There is no single best AI music generator online in 2026 — the right one depends on whether you want a full song or a soundtrack for something else.

There is no single best AI music generator online in 2026 — the right one depends on whether you want a full song or a soundtrack for something else. For complete songs with vocals and lyrics, Suno (its v5.5 model, released March 2026, generates tracks up to 8 minutes from a text prompt) and Udio (now on a Universal Music Group licensing deal) are the two heavyweights. For royalty-free background and instrumental music, Soundraw and Mubert lead; AIVA owns classical and cinematic scoring; ElevenLabs Music and Stable Audio 2.5 are the licensing-safe commercial picks; Mureka clones your vocal timbre and exports MIDI; and Sonauto is the most generous free option (full tracks up to 4.5 minutes). Pexo wins one specific slot: it generates royalty-free music — instrumental or AI vocals — from plain conversation and drops it straight into a finished video with synced three-layer audio, so video creators never export a track and re-edit it. This guide defines what online AI music generation actually covers, compares the field honestly by the job each tool wins, and names the right pick for each one.

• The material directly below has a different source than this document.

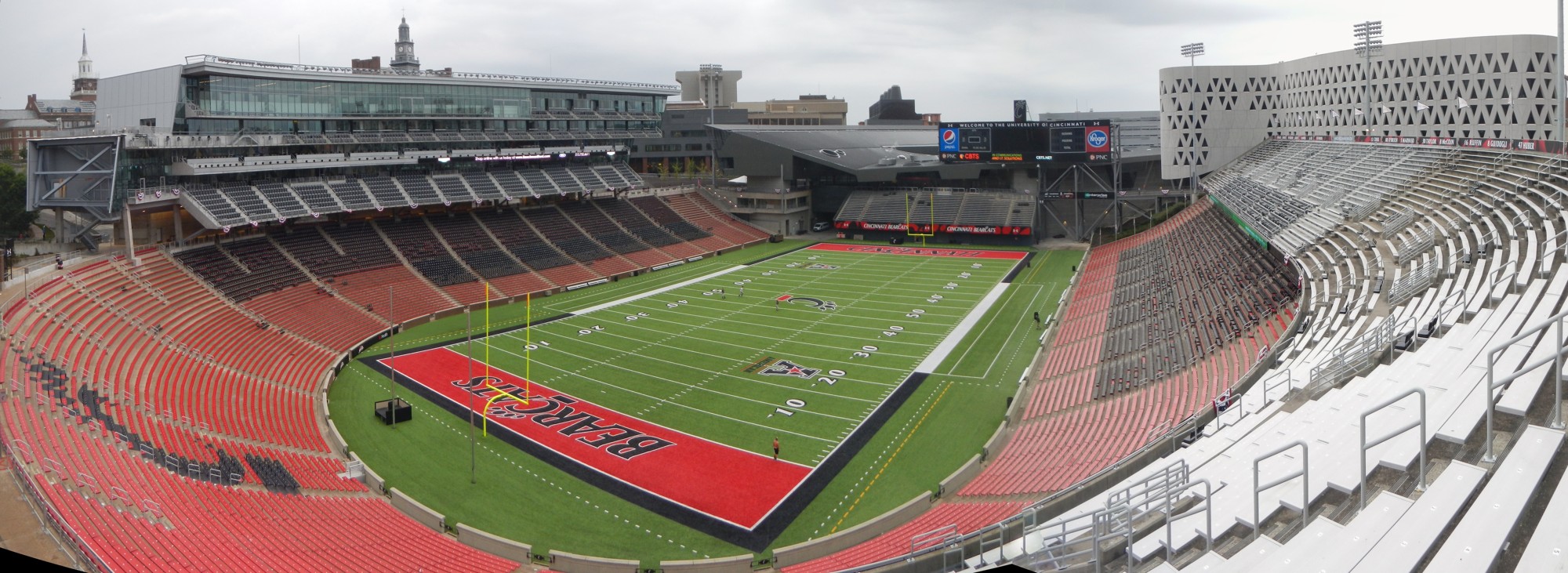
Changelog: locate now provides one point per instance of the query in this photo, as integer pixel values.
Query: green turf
(695, 373)
(951, 417)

What "AI Music Generation Online" Actually Means

"AI music generator" hides two very different deliverables, and most people buy the wrong tool because they don't separate them first. The fork is a standalone song versus music inside a finished piece of content — and the leaders differ for each.

  • Full song generation — a complete, releasable track with structure (verse/chorus), vocals, and lyrics, the kind you'd publish to Spotify or use as the centerpiece. This is Suno and Udio territory, and increasingly ElevenLabs Music.
  • Royalty-free background / production music — instrumental beds and loops scored to match a video, podcast, stream, or ad, where the music supports something else. Soundraw, Mubert, and AIVA lead here.
  • Music embedded in a finished video — the music is generated, timed, and mixed into the video automatically, so there is no export-trim-sync loop. This is the slot Pexo occupies for video creators.

A second axis decides whether you can actually ship the output: licensing. Some tools (Stable Audio 2.5, ElevenLabs Music, Suno's paid tiers) give explicit commercial rights and licensed training data; free tiers often watermark tracks or restrict them to non-commercial use. Decide your deliverable and your licensing need before you pick a tool — they matter more than raw audio quality.

What to Look For in an AI Music Generator

Six criteria separate genuinely useful tools from demos that sound good once and fall apart at production.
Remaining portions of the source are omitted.